Frankie chuckles. “Who do you think got them for you?”
* * *
An hour later, I lie in bed, thinking about everything sitting in my task list that I still haven’t checked off yet. There’s a little voice in the back of my head telling me that I should probably do some reading before I go to sleep. Maybe just one AP history chapter. Or a few pages of Bel Ami by Guy de Maupassant for AP French. But I’m too tired.

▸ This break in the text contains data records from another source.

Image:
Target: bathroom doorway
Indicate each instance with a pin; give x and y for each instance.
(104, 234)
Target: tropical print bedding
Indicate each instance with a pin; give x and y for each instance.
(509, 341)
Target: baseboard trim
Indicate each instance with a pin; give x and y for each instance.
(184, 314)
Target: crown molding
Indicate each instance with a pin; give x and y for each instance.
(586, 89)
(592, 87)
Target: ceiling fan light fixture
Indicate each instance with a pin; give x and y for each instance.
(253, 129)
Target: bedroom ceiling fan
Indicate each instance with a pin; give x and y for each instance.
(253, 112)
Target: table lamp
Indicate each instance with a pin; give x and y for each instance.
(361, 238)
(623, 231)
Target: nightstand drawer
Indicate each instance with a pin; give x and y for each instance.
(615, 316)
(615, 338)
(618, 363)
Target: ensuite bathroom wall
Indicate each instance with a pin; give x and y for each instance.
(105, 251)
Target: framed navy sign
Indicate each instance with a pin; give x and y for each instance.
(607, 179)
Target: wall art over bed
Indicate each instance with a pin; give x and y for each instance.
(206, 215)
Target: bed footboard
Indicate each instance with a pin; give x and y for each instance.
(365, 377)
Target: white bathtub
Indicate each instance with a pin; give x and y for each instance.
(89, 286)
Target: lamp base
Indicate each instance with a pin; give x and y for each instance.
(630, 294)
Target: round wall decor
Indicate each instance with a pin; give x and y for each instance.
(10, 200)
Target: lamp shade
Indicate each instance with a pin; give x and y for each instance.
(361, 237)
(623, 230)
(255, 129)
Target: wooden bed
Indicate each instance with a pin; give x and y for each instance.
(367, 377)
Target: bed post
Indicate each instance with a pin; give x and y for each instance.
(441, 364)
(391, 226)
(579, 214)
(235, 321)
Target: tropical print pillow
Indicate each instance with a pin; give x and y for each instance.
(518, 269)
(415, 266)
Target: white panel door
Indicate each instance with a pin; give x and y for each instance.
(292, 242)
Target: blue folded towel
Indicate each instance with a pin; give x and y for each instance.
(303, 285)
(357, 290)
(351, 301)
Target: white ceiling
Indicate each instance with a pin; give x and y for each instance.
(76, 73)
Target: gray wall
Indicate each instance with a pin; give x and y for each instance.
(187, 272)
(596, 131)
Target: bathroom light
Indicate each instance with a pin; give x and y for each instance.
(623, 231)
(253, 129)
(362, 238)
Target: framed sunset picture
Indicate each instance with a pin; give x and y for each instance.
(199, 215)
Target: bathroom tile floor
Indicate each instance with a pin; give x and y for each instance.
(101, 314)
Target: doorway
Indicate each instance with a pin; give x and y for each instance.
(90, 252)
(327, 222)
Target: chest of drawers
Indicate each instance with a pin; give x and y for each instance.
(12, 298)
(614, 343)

Tomorrow will be the official catch-up day. Tomorrow I’ll work extra hard and plow through all of those pesky little alerts. Now that my interview is finished and the fund-raising gala is over, I can focus one hundred percent on my schoolwork.
I curl onto my side, sighing into the pillow. It feels so good to just close my eyes and go to sleep. Just drift off into peaceful dreams.
Any minute now the sweet, sweet darkness will come and pull me under.
Any minute now.
Seriously, what’s taking so long?
I groan and roll onto my back. My body is so tired. My eyeballs are so strained. Yet I can’t seem to fall asleep.
You can do this, I tell myself. Deep breaths. In. Out. In. Out.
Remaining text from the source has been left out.